If you’ve read my last post on client-side injection via an analytics javascript snippet, you probably already know that lately I’ve been thinking about simple methods of deception via unique and unexpected framing. After all, social engineering and other forms of deception usually begin by carefully staging a convincing scene. The perfect scene leaves the potential victim with very little doubt about its authenticity (or at least curious). It’s for this reason that attackers are constantly trying to come up with unique ideas for email phishing. If an attacker can impersonate a credible entity when the person least expects it, they can profit greatly.
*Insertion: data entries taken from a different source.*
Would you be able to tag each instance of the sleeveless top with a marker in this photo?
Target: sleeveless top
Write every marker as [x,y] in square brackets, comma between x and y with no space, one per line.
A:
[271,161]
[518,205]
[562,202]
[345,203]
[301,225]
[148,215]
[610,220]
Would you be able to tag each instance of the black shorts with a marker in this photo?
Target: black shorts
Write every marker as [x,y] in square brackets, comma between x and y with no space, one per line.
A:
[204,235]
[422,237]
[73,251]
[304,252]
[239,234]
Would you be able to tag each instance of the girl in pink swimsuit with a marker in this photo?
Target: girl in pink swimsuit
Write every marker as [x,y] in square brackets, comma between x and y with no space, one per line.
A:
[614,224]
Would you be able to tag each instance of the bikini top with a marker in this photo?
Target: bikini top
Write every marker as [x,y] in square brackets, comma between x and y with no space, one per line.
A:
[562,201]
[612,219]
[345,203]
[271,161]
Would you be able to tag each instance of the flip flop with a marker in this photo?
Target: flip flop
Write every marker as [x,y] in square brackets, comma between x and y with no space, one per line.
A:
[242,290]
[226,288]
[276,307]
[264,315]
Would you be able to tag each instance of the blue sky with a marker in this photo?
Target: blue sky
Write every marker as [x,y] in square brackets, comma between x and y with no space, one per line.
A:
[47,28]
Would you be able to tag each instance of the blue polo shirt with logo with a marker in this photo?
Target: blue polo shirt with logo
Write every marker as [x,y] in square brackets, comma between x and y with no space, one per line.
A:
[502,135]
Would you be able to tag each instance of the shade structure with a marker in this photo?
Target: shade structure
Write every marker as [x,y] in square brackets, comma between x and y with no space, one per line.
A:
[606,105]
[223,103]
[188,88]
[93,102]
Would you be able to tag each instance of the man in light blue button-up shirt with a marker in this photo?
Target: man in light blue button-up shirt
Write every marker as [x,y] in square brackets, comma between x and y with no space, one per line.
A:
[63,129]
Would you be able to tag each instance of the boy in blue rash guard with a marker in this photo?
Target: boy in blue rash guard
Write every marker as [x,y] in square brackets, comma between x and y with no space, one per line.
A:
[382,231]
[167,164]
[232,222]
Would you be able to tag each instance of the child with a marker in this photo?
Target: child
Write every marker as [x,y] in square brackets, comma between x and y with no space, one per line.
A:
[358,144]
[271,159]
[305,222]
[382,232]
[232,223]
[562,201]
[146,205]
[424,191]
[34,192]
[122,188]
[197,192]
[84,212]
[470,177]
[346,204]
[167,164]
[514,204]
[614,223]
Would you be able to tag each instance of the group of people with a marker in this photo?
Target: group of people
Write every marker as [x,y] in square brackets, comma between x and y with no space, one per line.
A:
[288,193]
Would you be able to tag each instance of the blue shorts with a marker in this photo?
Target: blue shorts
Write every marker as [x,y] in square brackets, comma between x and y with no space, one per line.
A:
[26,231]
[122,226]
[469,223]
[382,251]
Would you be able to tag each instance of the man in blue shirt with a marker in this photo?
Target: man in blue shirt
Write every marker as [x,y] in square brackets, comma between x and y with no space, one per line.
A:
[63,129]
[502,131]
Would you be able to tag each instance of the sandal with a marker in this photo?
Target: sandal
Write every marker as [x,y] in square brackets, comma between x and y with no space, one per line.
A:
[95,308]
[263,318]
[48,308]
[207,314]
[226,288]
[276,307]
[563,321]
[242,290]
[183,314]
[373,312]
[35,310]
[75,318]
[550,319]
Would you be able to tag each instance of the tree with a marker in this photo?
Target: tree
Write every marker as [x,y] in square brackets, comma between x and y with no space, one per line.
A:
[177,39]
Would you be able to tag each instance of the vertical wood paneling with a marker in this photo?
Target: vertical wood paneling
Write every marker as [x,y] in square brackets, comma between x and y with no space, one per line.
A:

About 9 months ago, I came up with an idea — impersonating a web browser by posing as a fake “native” browser error page (see example). I created a simple prototype that looks at your user agent and displays the right error page for your browser. For demonstration purposes, only the top 3 desktop browsers are supported: Chrome, Safari, and Firefox. While the idea is quite simple in practice, I believe it has some interesting qualities, namely that there is no obvious way to distinguish it from a real browser error page. With phishing emails, for example, there are often rudimentary methods which can expose an attacker like looking closely at the email address, domain, or language of the email itself. With a fake browser error page, there is nothing that is visibly obvious — the url address bar and the contents of the page are as you’d expect.

Once you’ve established an anchor of authenticity via a browser error, you’ve now opened up the door to more interesting possibilities. One idea would be to show a popup upon leaving the page and ask for the person’s information as a means of browser error reporting in the same way that operating systems sometimes ask you to report an unexpected crash (see example). Using a prompt with the native browser GUI, this could potentially trick less sophisticated users. An even scarier and less obvious strategy would be to subtly notify the person that their browser is outdated and prompt them to download a newer version, thereby tricking them to install your malware (see example). Because browsers don’t show any indication of error in their native GUI when a website error occurs, this gives fake browser error pages the ability to speak on the behalf of the browser to some extent. I believe with the right audience, these types of attacks can be frighteningly effective.